Он сидит около пыхтящего фордзона, и его довольное толстощекое лицо струится грязными разводами взмокшей мучной пыли и машинного масла.
— Бывало, пять али десять пудов свернет за день, а теперя вона как валит!..
Мельничная дверь клубами выдыхает теплый мучной пар. Я несу домой память об истоках человечества, прочитанную беспомощность московской почтовой странички и запах хлебной пыли, что лежит на плечах дружных преобразователей жизни.

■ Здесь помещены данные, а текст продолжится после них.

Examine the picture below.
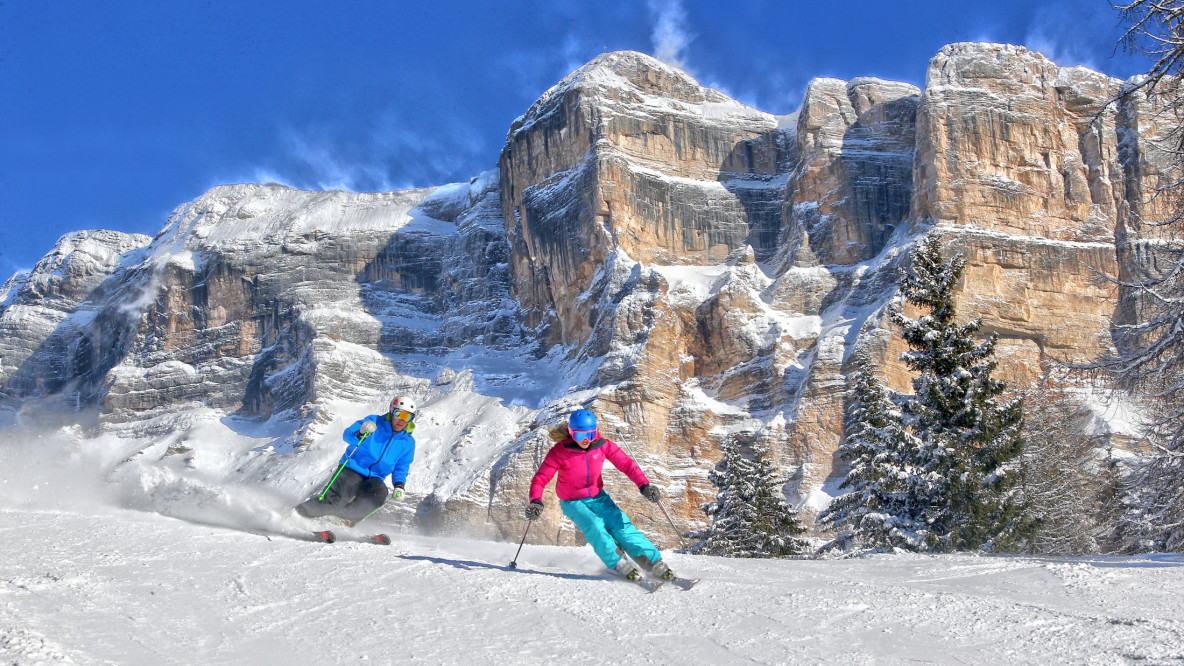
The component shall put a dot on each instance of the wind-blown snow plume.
(669, 34)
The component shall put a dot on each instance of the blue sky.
(111, 114)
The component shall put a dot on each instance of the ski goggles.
(583, 435)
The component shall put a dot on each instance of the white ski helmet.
(403, 403)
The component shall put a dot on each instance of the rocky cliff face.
(690, 268)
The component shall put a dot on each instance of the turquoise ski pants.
(605, 526)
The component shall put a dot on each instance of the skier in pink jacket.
(578, 460)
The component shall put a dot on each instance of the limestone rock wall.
(690, 268)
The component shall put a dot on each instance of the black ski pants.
(352, 497)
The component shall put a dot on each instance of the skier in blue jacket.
(379, 446)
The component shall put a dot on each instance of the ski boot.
(625, 569)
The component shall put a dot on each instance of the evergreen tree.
(776, 530)
(1066, 474)
(971, 440)
(1147, 356)
(731, 511)
(885, 484)
(750, 516)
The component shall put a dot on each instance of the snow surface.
(84, 578)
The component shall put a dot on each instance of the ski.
(648, 584)
(682, 583)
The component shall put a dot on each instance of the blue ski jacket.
(385, 452)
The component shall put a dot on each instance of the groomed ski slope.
(115, 586)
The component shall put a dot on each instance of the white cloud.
(670, 34)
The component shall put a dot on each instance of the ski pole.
(676, 531)
(514, 562)
(360, 440)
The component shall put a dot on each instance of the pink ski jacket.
(579, 469)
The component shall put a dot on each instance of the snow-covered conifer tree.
(971, 440)
(1066, 474)
(750, 516)
(879, 510)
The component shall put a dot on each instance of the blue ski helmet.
(581, 424)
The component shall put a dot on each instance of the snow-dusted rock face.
(690, 268)
(629, 153)
(44, 352)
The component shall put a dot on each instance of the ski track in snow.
(134, 588)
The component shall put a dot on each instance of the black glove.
(650, 492)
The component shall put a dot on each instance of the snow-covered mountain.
(690, 268)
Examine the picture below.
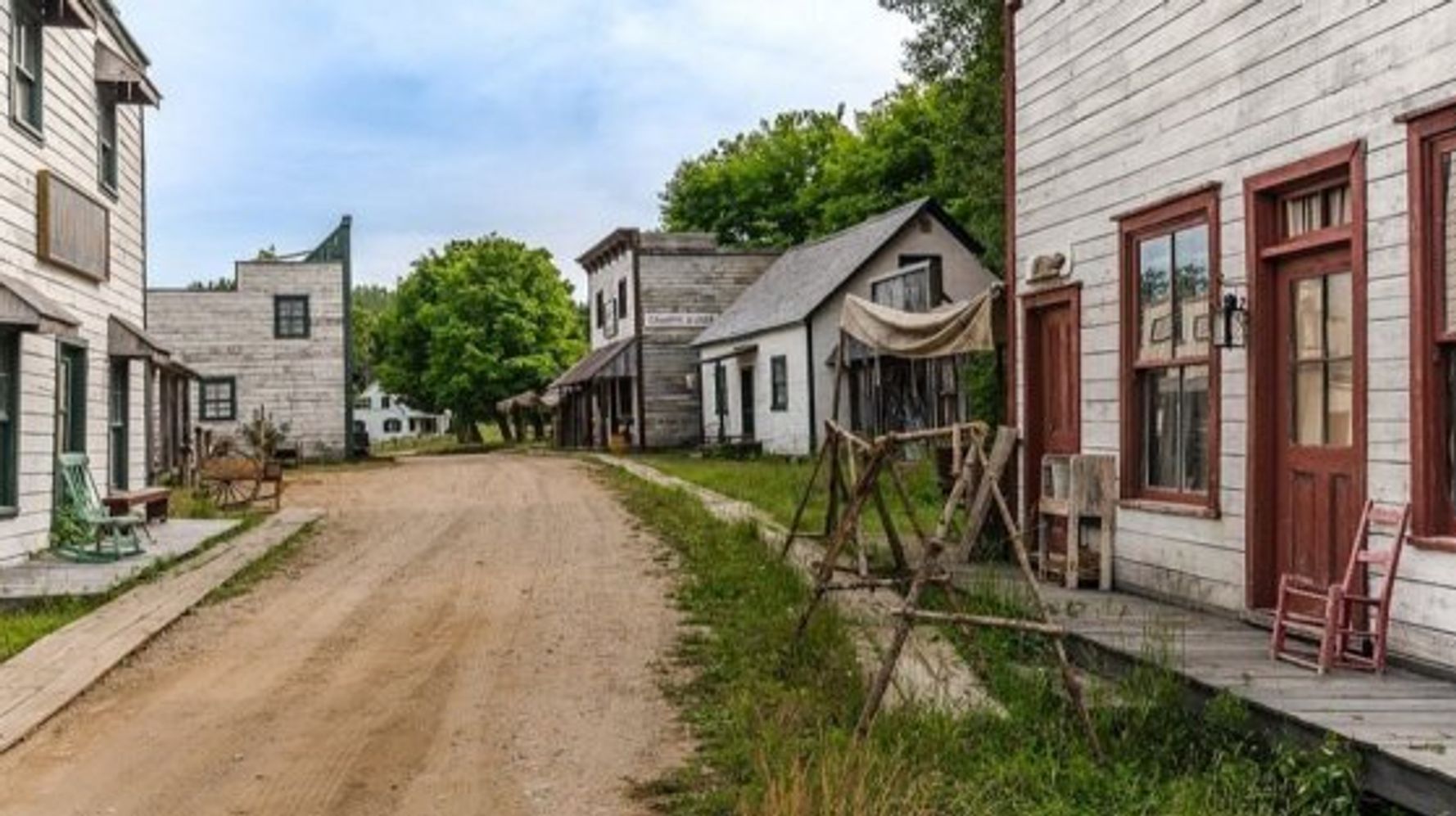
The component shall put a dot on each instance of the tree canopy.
(807, 174)
(475, 323)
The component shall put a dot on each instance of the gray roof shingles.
(807, 275)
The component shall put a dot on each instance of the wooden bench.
(156, 501)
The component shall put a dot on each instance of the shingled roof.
(807, 275)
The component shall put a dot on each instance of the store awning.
(28, 309)
(129, 340)
(133, 86)
(69, 13)
(597, 364)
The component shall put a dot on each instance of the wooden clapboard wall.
(1123, 104)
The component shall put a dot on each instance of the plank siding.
(1120, 105)
(301, 381)
(69, 150)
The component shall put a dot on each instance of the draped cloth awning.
(956, 329)
(24, 307)
(133, 86)
(129, 340)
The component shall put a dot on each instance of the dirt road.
(466, 636)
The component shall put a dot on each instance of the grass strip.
(774, 720)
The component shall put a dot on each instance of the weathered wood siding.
(679, 290)
(69, 150)
(1124, 104)
(301, 381)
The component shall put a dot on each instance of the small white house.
(387, 417)
(766, 364)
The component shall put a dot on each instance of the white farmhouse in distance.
(385, 417)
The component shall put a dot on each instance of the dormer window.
(26, 63)
(108, 166)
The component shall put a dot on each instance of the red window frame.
(1430, 134)
(1164, 217)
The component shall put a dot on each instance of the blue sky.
(550, 121)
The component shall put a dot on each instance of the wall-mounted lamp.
(1233, 323)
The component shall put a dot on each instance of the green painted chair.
(106, 537)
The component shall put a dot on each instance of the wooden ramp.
(1403, 724)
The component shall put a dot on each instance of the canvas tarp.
(950, 331)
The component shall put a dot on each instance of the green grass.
(269, 565)
(22, 626)
(774, 719)
(776, 485)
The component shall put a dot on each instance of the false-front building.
(649, 294)
(275, 340)
(767, 365)
(1298, 157)
(76, 367)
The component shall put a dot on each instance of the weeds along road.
(471, 634)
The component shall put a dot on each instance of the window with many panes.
(9, 421)
(915, 288)
(292, 316)
(219, 400)
(26, 65)
(108, 168)
(780, 372)
(1433, 322)
(1169, 273)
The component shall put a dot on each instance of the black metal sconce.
(1233, 322)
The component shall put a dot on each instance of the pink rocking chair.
(1351, 626)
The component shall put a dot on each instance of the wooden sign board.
(73, 228)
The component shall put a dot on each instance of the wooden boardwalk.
(1403, 724)
(43, 679)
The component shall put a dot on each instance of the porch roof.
(591, 365)
(25, 307)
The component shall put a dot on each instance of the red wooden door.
(1053, 383)
(1318, 462)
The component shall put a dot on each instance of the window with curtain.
(26, 65)
(1433, 322)
(1169, 288)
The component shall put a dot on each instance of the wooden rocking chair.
(106, 537)
(1351, 620)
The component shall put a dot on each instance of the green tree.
(369, 303)
(958, 52)
(806, 174)
(477, 323)
(759, 188)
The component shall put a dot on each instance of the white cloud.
(550, 121)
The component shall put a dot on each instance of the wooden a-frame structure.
(857, 467)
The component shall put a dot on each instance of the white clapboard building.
(767, 363)
(76, 365)
(1302, 159)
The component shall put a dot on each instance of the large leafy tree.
(806, 174)
(759, 188)
(475, 323)
(369, 304)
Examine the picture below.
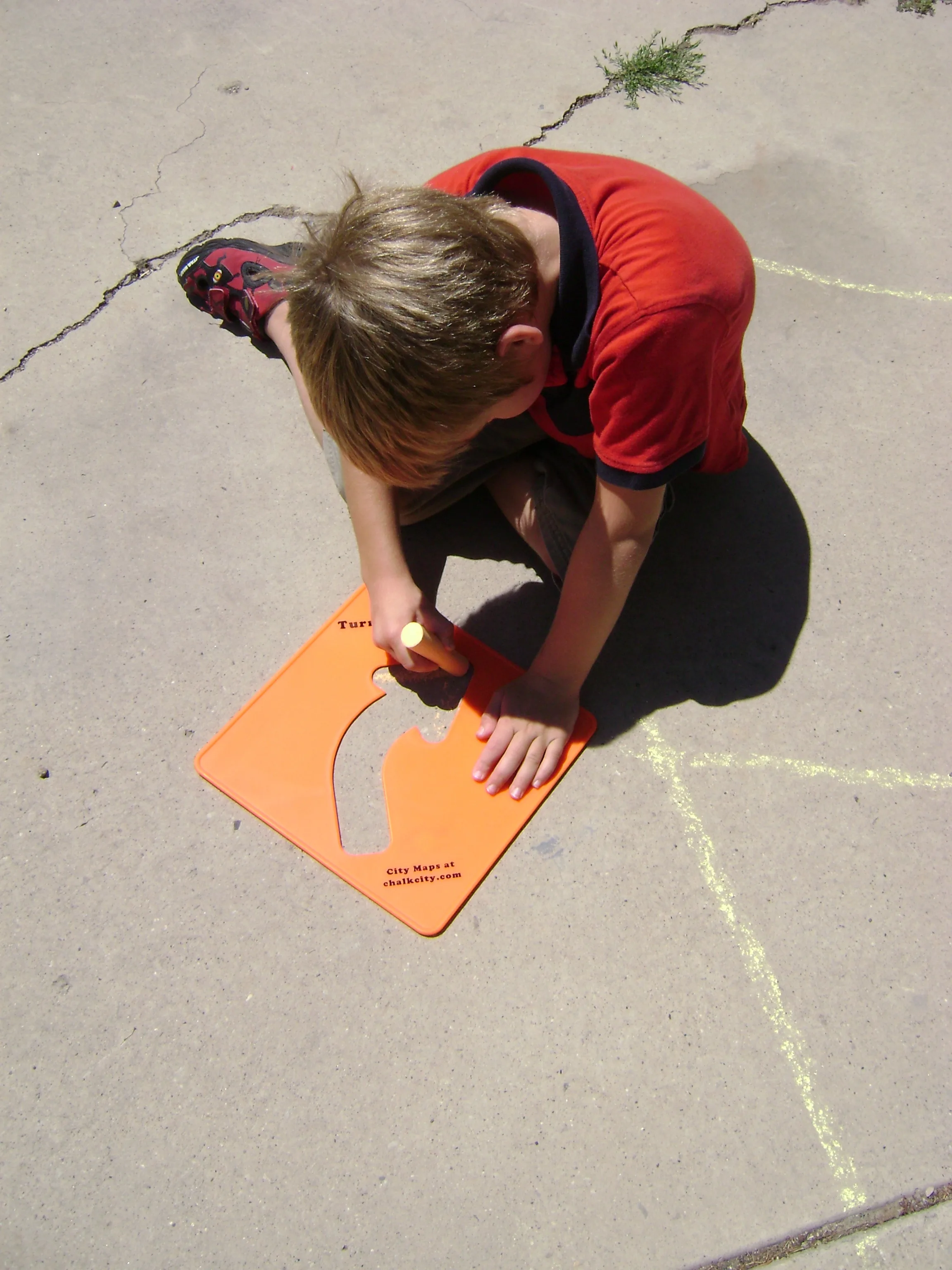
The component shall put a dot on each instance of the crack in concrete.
(158, 182)
(716, 29)
(829, 1232)
(144, 268)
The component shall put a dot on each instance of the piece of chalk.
(419, 640)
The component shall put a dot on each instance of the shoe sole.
(283, 252)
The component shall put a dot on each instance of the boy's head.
(398, 308)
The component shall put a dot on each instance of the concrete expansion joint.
(841, 1229)
(158, 182)
(716, 29)
(145, 267)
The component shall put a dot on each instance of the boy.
(565, 328)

История села Озева росла из глубины веков. Истоки ее терялись в минувшем, и только в рассказах стариков едва внятно журчал пересыхающий ручей воспоминаний. Гнало историю дремучими дебрями российской старины. Поток времени рыл, размывал жадные корни древности, он выбирался из-под кочек и камней, шел, нарастая водоворотами ржавых омутов, и снова исчезал в мохнатой земле. Наконец, разметав тенета преданий, вырвался к действительности и все шире нес, поднимая, крутя и выворачивая размытый бурелом человеческих взаимоотношений.